Tuesday, April 19, 2022

Create Your Own Adventure

This is definitely one of the less serious entries in my Neopets fanfic corpus, but I'm including it here because it just plain amuses me. I also think it's a good bit of character development for Hyren, lest anyone think he went soft after defecting from Virtupets to save two socially awkward children. :) (There is also a teeny, tiny bit of lore in here that comes into play in a future fic, but my main reason for including this one is that I just think it's funny.)

As for how it came about, well, one day I was feeling nostalgic and was looking at stuff about Neoadventures, a whole sub-segment of the Neopets website dedicated to allowing users to create their own choose-your-own stories. That got me thinking about how they might actually work in-universe. And then for some reason, my next thought was "what would happen if Hyren decided to write one". Maybe because he's chock-full of old war stories.

Hyren may allegedly play the straight man to the rest of his kooky family, but he is quite weird in his own special way. :)

Edits made to this fic from the version that got into the Neopian Times are just a few minor technical fixes. I think I'm getting better at this crazy writing thing!

I always suspected that my Grundo had a sadistic streak. Years of serving as a commander in Dr. Sloth’s galactic marine corps will probably do that to you. But my hunch was confirmed the day Hyren brought home an Adventure Generator.

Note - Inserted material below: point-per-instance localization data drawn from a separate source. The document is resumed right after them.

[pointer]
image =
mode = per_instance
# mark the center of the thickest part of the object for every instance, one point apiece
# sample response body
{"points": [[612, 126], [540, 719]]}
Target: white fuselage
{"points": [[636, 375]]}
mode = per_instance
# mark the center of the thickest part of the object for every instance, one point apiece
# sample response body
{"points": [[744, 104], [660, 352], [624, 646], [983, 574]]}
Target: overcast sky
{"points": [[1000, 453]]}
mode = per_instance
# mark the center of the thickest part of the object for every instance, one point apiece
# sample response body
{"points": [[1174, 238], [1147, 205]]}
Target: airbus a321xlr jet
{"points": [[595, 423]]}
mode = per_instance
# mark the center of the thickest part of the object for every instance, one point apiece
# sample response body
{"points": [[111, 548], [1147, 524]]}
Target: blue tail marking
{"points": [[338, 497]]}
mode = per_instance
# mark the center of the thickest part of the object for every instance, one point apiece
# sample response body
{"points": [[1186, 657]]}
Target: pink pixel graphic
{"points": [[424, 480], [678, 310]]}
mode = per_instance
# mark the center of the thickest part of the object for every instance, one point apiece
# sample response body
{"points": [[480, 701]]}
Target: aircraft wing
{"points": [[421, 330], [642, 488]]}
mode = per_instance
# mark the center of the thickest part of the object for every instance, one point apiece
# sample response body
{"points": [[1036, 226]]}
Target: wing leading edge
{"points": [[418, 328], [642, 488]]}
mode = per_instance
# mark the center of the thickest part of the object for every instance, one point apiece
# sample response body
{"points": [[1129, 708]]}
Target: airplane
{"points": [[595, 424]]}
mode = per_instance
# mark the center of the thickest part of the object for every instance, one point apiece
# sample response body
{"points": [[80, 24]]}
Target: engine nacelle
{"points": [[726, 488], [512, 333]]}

I was sprawled on one of the library couches in our Neohome, reading, when the little blue guy walked in and spread a scroll of parchment across the table. He looked it up and down and nodded satisfactorily, and uncorked a bottle of ink.

Hyren prefers to let his swords do the talking, so his sudden interest in writing piqued my interest. “What are you doing?” I asked from behind my copy of Destruct-O-Match Basics—that fiendish avatar keeps eluding me.

“Making a Neoadventure,” he said, dipping his pen.

I raised an eyebrow. “That’s new.”

“I had an idea for one,” he said as he started to write.

Sitting up, I said, “Can I play it?”

“Sure,” he said, “when it’s done.”

And he wouldn’t let me or his siblings so much as peek at it before then. For the better part of a week I tried to distract myself with reading, housework, and frosted Uni cookies. Lots and lots of frosted Uni cookies.

Finally, as I sat at the kitchen table on a rainy afternoon nibbling at a strawberry frosted Uni cookie and contemplating how great life was, Hyren pulled out the chair across from mine and nudged the scroll toward me.

“Okay, I think I’ve got it pretty much figured out,” he said. Glancing aside, he cleared his throat. “I, uh, could use your help with the editing. I’m not really one for prose.” He paused. “And I kind of want to submit this to the Adventure Spotlight, so it needs to look its best.”

“No problem,” I said, wiping the crumbs off my fingers to unroll the parchment.

Hyren’s blocky, no-nonsense handwriting proclaimed the title of the Neoadventure to be Landing at Amnigeddu Eta. As I read the introduction, which explained that the player would be assuming the role of a space marine scouting out a new planet, I grinned. “Is this a true story?”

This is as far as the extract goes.